Distributions for Special Needs Trusts

In order to preserve government benefits, it is important to direct the trustee not to pay for services that are provided by a government agency.  If done correctly, the assets in the special needs trust will not be counted as a resource.  The trust must authorize distributions only for special or supplemental needs.  Some examples of this might include dental care, specialized therapy, and services of a caregiver. Improper distributions of a special needs trust can cause a loss of government services, so it is critical that the trust is set up and then managed properly.

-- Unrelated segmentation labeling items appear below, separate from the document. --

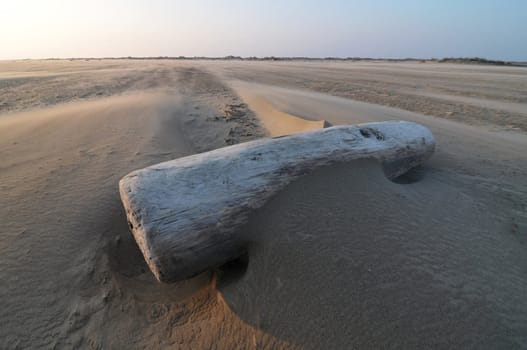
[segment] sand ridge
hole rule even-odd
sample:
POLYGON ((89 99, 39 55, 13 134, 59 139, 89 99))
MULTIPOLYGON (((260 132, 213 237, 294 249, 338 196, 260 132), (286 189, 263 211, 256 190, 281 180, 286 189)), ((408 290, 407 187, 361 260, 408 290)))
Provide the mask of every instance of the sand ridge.
POLYGON ((498 124, 481 128, 467 125, 479 117, 468 109, 465 119, 450 118, 462 124, 422 115, 444 116, 450 105, 412 97, 391 106, 393 97, 380 94, 399 96, 423 79, 448 94, 452 81, 455 94, 521 105, 523 70, 127 60, 0 66, 0 347, 527 344, 525 134, 496 131, 508 117, 495 110, 486 120, 498 124), (362 98, 368 94, 375 100, 362 98), (293 120, 288 133, 321 120, 414 120, 432 130, 438 148, 406 184, 388 181, 371 162, 312 173, 254 213, 244 229, 247 265, 157 283, 128 231, 118 180, 268 135, 257 116, 269 114, 293 120))

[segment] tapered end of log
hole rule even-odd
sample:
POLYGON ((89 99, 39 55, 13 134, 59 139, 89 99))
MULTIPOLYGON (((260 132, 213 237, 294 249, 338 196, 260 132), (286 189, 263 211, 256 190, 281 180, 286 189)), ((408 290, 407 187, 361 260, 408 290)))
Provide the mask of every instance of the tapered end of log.
POLYGON ((266 138, 134 171, 119 182, 130 229, 159 281, 174 282, 243 252, 249 213, 299 176, 334 162, 374 158, 395 178, 434 152, 411 122, 336 126, 266 138))

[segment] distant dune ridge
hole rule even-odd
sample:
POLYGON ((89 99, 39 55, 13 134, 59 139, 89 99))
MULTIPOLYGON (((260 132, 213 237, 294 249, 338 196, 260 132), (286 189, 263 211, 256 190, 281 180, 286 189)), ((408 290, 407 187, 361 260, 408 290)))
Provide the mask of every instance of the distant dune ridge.
POLYGON ((527 71, 340 60, 0 62, 0 347, 523 348, 527 71), (150 273, 117 182, 165 160, 409 120, 437 150, 389 181, 310 173, 254 211, 248 253, 150 273))

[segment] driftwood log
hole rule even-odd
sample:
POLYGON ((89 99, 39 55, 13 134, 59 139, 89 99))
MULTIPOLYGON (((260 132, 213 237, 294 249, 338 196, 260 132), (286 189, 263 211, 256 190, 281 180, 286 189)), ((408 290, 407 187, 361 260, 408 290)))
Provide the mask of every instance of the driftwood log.
POLYGON ((174 282, 243 252, 251 210, 306 172, 374 158, 397 177, 434 152, 431 132, 411 122, 336 126, 184 157, 121 179, 128 223, 159 281, 174 282))

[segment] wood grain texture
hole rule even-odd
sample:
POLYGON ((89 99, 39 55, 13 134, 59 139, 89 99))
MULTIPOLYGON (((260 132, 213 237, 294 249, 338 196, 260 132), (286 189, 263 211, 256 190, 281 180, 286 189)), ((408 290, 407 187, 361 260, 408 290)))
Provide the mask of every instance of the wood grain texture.
POLYGON ((159 281, 174 282, 237 257, 249 213, 303 174, 374 158, 397 177, 434 152, 412 122, 336 126, 220 148, 134 171, 119 182, 132 233, 159 281))

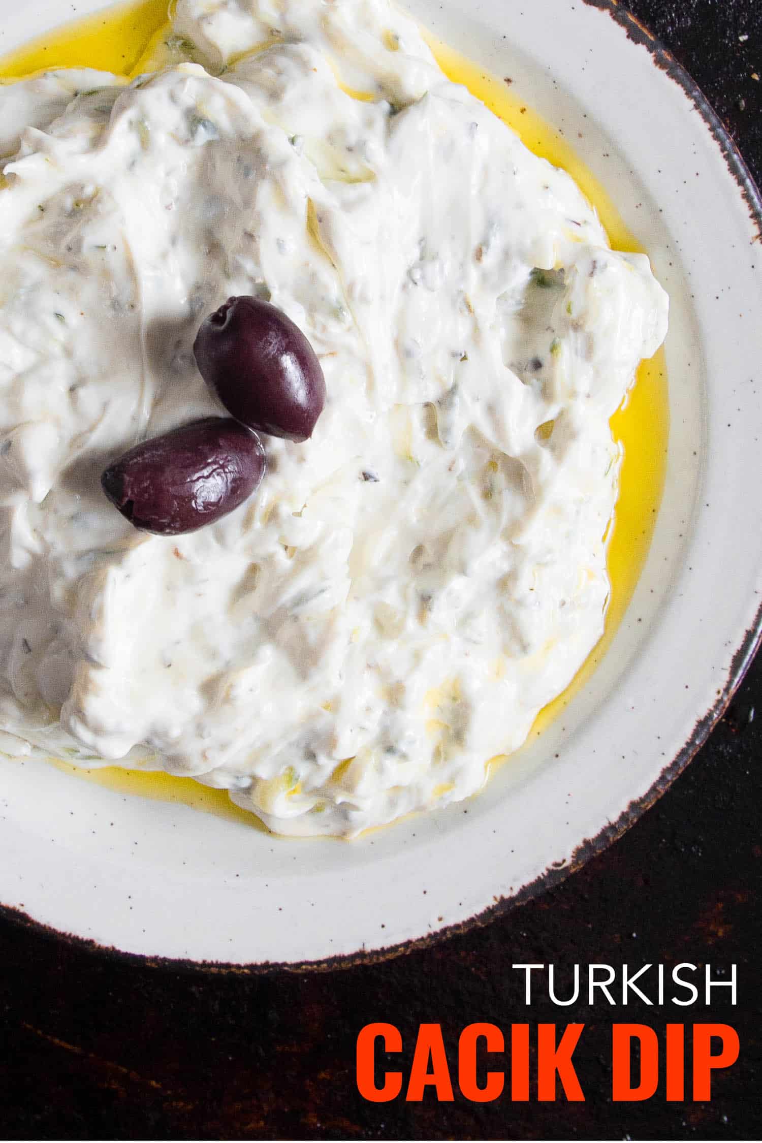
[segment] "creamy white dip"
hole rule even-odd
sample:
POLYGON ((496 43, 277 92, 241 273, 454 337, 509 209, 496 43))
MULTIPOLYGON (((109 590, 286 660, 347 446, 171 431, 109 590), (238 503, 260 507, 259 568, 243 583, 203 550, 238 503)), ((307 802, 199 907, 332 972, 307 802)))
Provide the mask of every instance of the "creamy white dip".
POLYGON ((609 417, 666 295, 386 0, 178 0, 155 65, 0 88, 2 749, 281 833, 463 799, 603 632, 609 417), (326 410, 224 521, 138 533, 101 471, 222 415, 191 346, 234 294, 326 410))

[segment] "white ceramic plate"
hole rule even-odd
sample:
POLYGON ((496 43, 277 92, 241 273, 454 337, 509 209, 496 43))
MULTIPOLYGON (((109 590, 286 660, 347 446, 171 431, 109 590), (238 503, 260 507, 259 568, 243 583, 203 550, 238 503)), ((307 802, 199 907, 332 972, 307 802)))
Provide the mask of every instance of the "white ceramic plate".
MULTIPOLYGON (((487 917, 655 800, 756 645, 762 214, 743 163, 700 93, 609 0, 408 6, 576 141, 671 294, 669 466, 636 596, 564 718, 484 793, 353 845, 278 840, 1 760, 0 900, 54 929, 262 964, 352 957, 487 917)), ((77 15, 102 7, 79 0, 77 15)), ((3 11, 0 51, 61 16, 59 0, 3 11)))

Who Should Create a Special Needs Trust?

Not all Georgia estate planning attorneys have the training, expertise or knowledge to create a special needs trust.  You should consult with an attorney who is experienced in creating these trusts and who knows how to properly advise trustees.

Atlanta Special Needs Lawyer: Basics of a Special Needs Trust

Atlanta Special Needs Lawyer: Basics of a Special Needs Trust

For families with special needs individuals, ensuring the care for their loved ones once the caretakers are gone is of the utmost priority. The loss of specialized care and Medicaid or SSI benefits is a very real danger if proper special needs planning is not put in place, which is why Atlanta special needs lawyers often share the benefits of special needs planning involving Special Needs Trusts.

What is a Special Needs Trust?

Since even a small amount of cash assets can disqualify special needs individuals from the care and assistance they need, it is important to not let these assets pass directly to them upon your passing. A Special Needs Trust is the best way to ensure your special needs loved one keeps their care and assistance while also benefiting from the legacy you leave behind. Atlanta special needs lawyers design these Trusts in such a way that the assets in it do not belong to your special needs beneficiary; instead, they are owned by the Trust and managed by a Trustee of your choosing who will direct the assets to be used for the benefit of your special needs loved one. Medicaid and SSI will ignore the assets in the Special Needs Trust as they are not directly owned by your special needs loved one.

How may the assets in a Special Needs Trust be spent?

Assets in a Special Needs Trust can be spent in a number of ways which benefit the special needs individual. These include education, recreation, vacations, home improvement, and certain out-of-pocket medical expenses. These expenses are considered “non-countable” by Medicaid and SSI since they do not count as the special needs individual’s personal assets. Atlanta special needs attorneys caution that assets in a Special Needs Trust may not be given directly to the special needs individual, as this will oftentimes disqualify them from receiving state assistance.

What if I don’t have a Trustee or I’m not leaving behind a large sum of money?

In cases where a suitable Trustee cannot be chosen or a small or moderate sum of money is being left behind, Atlanta special needs lawyers often direct their clients towards Pooled Trusts. Pooled Trusts are typically run by non-profits which manage the assets for special needs individuals. The non-profit will assign a Trustee who is responsible for managing the assets on behalf of the special needs individual; the benefit of such an arrangement is that the Trustee and the non-profit are both heavily involved in the special needs community and understand the care and compassion needed to look after your special needs loved one. While there are fees and different types of services attached to Pooled Trusts, they are often a good alternative to an individual Special Needs Trust in certain situations.